Quali immagini stereotipate di Francesco le sembra sia giunto il momento di abbandonare?

«In primo luogo, l’idea del santo della letizia, serafico e sempre lieto: al contrario, Francesco è stato, come si diceva, un uomo tormentato e anche soggetto a scatti d’ira. Poi dobbiamo non dico abbandonare, ma contestualizzare quegli aspetti che ci sembrano anticipare la sensibilità odierna: non che non ci siano degli agganci per vedere in Francesco qualcosa che ricorda il pacifismo, l’animalismo, il dialogo interconfessionale, ma dobbiamo sapere che per lui queste spinte avevano radici diverse dalle nostre.
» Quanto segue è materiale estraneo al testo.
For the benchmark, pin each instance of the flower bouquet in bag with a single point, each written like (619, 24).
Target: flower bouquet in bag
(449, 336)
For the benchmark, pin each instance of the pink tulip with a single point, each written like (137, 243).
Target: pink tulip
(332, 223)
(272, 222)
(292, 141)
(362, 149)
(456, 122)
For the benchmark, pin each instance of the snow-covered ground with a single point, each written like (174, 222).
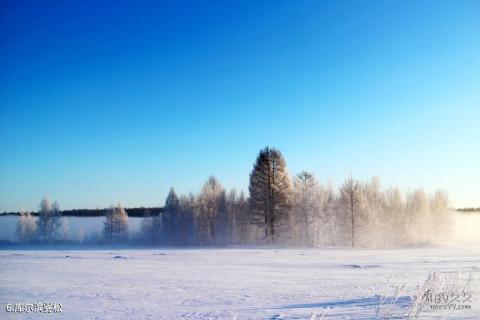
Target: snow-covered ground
(221, 283)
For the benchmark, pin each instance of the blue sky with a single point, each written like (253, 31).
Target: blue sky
(108, 101)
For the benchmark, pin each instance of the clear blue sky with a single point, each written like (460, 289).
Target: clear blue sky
(108, 101)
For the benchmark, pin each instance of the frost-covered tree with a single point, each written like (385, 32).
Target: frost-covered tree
(48, 220)
(169, 218)
(209, 208)
(350, 198)
(270, 191)
(65, 229)
(26, 227)
(147, 227)
(333, 217)
(370, 218)
(187, 233)
(395, 223)
(307, 205)
(439, 207)
(115, 225)
(242, 226)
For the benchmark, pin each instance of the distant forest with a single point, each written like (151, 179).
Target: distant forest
(279, 209)
(132, 212)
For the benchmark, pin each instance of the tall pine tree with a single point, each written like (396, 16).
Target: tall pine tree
(270, 194)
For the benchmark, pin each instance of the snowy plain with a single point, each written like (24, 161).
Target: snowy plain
(229, 283)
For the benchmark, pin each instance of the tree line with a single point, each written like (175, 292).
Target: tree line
(279, 209)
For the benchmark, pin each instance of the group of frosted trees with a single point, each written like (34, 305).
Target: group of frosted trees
(299, 210)
(50, 227)
(47, 227)
(279, 209)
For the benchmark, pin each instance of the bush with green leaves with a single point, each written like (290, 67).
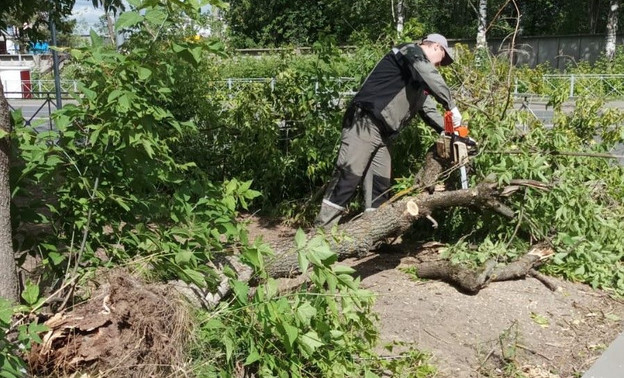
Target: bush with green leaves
(580, 215)
(113, 188)
(324, 328)
(19, 329)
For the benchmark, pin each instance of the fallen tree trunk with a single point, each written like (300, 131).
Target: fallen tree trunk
(472, 281)
(393, 219)
(363, 234)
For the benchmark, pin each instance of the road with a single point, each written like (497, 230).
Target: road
(37, 112)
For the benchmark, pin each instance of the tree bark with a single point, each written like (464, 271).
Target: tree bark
(612, 29)
(8, 271)
(392, 219)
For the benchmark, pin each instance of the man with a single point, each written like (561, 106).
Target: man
(396, 90)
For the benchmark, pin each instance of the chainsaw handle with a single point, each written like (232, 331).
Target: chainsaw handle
(449, 129)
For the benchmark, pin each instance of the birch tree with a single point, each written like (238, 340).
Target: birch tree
(8, 270)
(400, 16)
(612, 28)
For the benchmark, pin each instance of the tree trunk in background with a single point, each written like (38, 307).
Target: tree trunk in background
(8, 272)
(400, 16)
(481, 40)
(594, 13)
(612, 29)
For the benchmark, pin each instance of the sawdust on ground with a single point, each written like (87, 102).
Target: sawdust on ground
(507, 329)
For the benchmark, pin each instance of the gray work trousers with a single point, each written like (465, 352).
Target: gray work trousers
(364, 157)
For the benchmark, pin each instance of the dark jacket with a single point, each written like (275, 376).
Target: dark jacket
(399, 87)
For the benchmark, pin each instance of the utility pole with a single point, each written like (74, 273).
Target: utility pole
(55, 61)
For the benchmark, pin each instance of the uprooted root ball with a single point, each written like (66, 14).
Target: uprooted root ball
(127, 329)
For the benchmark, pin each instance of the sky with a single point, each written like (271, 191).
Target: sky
(86, 15)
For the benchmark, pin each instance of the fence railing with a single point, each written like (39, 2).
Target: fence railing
(37, 88)
(610, 86)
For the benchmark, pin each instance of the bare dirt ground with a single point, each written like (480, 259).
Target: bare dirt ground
(509, 329)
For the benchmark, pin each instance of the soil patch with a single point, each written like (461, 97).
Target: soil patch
(127, 329)
(507, 328)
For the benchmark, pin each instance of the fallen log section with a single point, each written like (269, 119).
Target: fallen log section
(362, 235)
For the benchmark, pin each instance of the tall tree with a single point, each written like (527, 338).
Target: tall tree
(482, 23)
(22, 11)
(8, 270)
(400, 16)
(612, 20)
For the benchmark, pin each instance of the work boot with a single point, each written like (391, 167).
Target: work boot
(329, 214)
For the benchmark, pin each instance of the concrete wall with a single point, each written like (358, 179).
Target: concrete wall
(559, 51)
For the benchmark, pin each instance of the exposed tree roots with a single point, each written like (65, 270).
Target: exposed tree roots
(127, 329)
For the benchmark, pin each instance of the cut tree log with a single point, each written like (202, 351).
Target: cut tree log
(361, 235)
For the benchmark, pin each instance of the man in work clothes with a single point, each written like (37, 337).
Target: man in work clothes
(400, 85)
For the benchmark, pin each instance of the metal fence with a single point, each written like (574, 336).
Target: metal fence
(38, 89)
(607, 86)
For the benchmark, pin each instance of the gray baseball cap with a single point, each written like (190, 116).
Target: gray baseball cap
(441, 40)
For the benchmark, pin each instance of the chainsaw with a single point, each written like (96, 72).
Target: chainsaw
(455, 145)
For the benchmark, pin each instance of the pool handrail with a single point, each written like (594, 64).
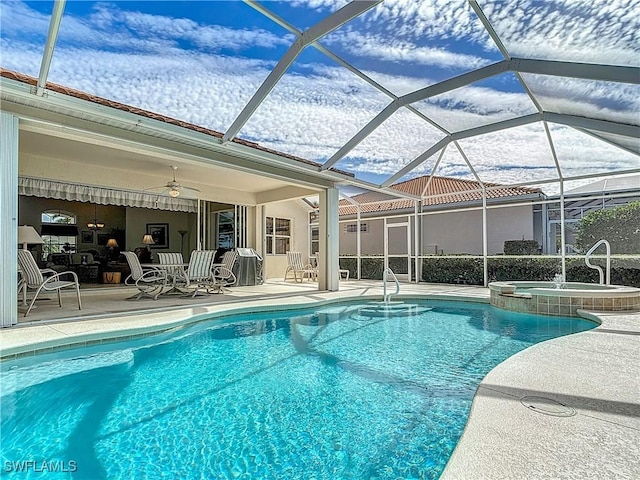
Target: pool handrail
(596, 267)
(387, 297)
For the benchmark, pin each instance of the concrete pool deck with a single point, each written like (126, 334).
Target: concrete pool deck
(515, 429)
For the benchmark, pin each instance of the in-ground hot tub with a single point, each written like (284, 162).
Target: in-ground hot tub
(552, 298)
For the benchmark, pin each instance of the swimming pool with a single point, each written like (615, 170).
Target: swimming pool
(345, 391)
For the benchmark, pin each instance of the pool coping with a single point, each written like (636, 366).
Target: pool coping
(502, 438)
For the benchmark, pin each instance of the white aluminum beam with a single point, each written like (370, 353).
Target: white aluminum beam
(494, 127)
(587, 71)
(333, 21)
(433, 171)
(417, 161)
(489, 28)
(607, 126)
(455, 82)
(52, 35)
(9, 133)
(364, 132)
(609, 141)
(422, 94)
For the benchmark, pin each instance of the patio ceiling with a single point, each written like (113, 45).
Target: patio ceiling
(520, 93)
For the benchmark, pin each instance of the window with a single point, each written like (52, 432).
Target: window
(353, 227)
(59, 232)
(278, 235)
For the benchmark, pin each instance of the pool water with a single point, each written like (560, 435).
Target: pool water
(341, 392)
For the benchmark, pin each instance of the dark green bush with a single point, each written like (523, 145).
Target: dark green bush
(624, 271)
(619, 225)
(452, 270)
(501, 269)
(521, 247)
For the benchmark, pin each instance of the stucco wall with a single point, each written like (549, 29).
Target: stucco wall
(461, 232)
(449, 232)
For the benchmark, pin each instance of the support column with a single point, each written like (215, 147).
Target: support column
(329, 241)
(9, 219)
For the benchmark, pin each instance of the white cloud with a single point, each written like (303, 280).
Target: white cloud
(315, 108)
(398, 51)
(594, 31)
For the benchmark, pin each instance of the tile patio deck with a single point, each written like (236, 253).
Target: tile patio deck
(594, 374)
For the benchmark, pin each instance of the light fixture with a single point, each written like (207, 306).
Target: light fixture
(27, 234)
(95, 225)
(112, 244)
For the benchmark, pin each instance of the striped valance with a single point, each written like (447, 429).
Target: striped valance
(37, 187)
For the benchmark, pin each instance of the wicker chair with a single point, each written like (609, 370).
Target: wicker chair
(32, 277)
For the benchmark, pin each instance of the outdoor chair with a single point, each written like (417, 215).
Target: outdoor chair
(299, 269)
(223, 272)
(32, 277)
(150, 281)
(175, 274)
(200, 273)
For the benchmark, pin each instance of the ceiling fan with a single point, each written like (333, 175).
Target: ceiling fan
(174, 188)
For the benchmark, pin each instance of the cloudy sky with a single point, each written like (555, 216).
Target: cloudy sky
(202, 61)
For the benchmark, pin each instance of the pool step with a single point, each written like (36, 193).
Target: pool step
(392, 309)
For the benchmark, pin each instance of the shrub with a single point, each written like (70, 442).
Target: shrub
(521, 247)
(619, 225)
(501, 269)
(453, 270)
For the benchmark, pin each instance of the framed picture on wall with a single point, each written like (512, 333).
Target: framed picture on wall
(87, 236)
(160, 234)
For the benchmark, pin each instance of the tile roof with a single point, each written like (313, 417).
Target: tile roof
(441, 191)
(21, 77)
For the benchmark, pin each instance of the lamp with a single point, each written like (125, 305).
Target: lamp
(95, 225)
(27, 234)
(111, 245)
(147, 239)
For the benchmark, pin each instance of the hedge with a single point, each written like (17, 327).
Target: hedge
(624, 271)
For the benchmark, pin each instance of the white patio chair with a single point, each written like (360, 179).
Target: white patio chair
(150, 281)
(223, 272)
(33, 278)
(177, 274)
(298, 268)
(200, 272)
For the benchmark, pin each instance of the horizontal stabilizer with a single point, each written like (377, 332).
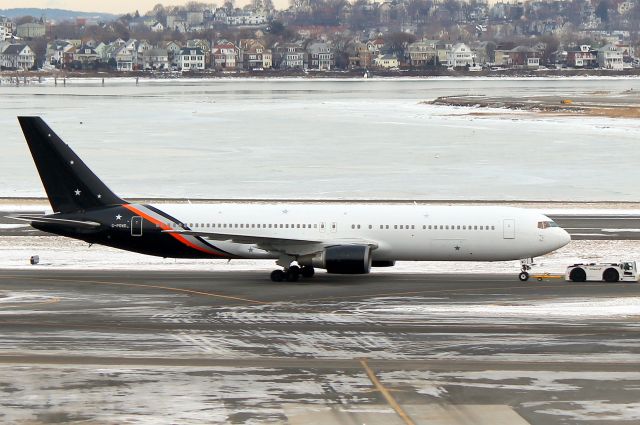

Francesco amava gli animali e la natura, ma perché ci vedeva l’impronta del Dio creatore e in polemica con i catari per i quali tutto il mondo materiale era figlio di un Dio malvagio. È andato a parlare col sultano ed è stato un gesto straordinario, del resto ricambiato dalla cortesissima accoglienza ricevuta, ma non ci è andato per dialogare, è andato per spiegargli che i musulmani hanno torto e i cristiani hanno ragione!».

In che modo la Chiesa si è rapportata alla figura di Francesco dopo la sua morte?

«Io non parlerei della Chiesa come una potenza monolitica, contrapposta in qualche modo a Francesco. La Chiesa era allora, anche più di oggi, una realtà complessa e conflittuale. Francesco era dentro la Chiesa come erano dentro la Chiesa quei francescani che dopo la sua morte hanno fatto dell’Ordine una potenza e sono diventati dignitari, vescovi o dottori, e quegli altri francescani che vedevano con sgomento questa evoluzione e sostenevano che Francesco non aveva voluto questo. È la dirigenza dell’Ordine, certo non ostacolata da Roma, che ha gestito e in certa misura travisato il ricordo di Francesco, per attenuare il contrasto fra i suoi insegnamenti (assoluta povertà, lavoro manuale, diffidenza verso i libri e lo studio) e quello che l’Ordine era diventato».

Quali valori “francescani” le sembra che siano presenti nella Chiesa di oggi?

«Non è facile dirlo, perché bisogna che sia ben chiara una cosa. Francesco non ha mai preteso che tutta la Chiesa si adeguasse al suo esempio e praticasse la povertà francescana, non ha mai criticato le autorità della Chiesa né, se è per questo, i laici ricchi e i potenti. Ha sempre detto molto chiaramente che lui all’autorità della Chiesa voleva obbedire e non era un ribelle in senso sociale: l’ideale evangelico di assoluta povertà, umiltà e sottomissione a tutti, lui sentiva di essere stato chiamato a imitarlo e pensava anche che chi voleva essere un frate francescano avrebbe dovuto sforzarsi di fare la stessa cosa, ma non andava oltre e non si sarebbe mai sognato di dire al Papa che cosa avrebbe dovuto fare».

Ci avviciniamo al Natale. La realizzazione del Presepe di Greccio, reso celebre dall’affresco di Giotto, è un fatto storicamente accertato? Che cosa ne sappiamo di preciso?

«La storia del Presepe di Greccio è raccontata nella prima biografia di Francesco, scritta da Tommaso da Celano quando è ancora freschissimo il ricordo di Francesco ed è, quindi, molto probabile che l’episodio così come lo racconta sia autentico. Francesco era a Greccio e, all’avvicinarsi del Natale, decise di ricordare la nascita del Bambino ricreando una vera mangiatoia piena di fieno, con un bue e un asino. E la notte di Natale la Messa venne celebrata davanti a quella mangiatoia, non da Francesco, che non era sacerdote. Era diacono e con i paramenti da diacono prima cantò il Vangelo e poi predicò, ricordando la nascita del Bambino di Betlemme. Tommaso aggiunge che belava come una pecora, prolungando affettuosamente quel nome e si leccava le labbra per il gran gusto quando pronunciava il nome di Gesù».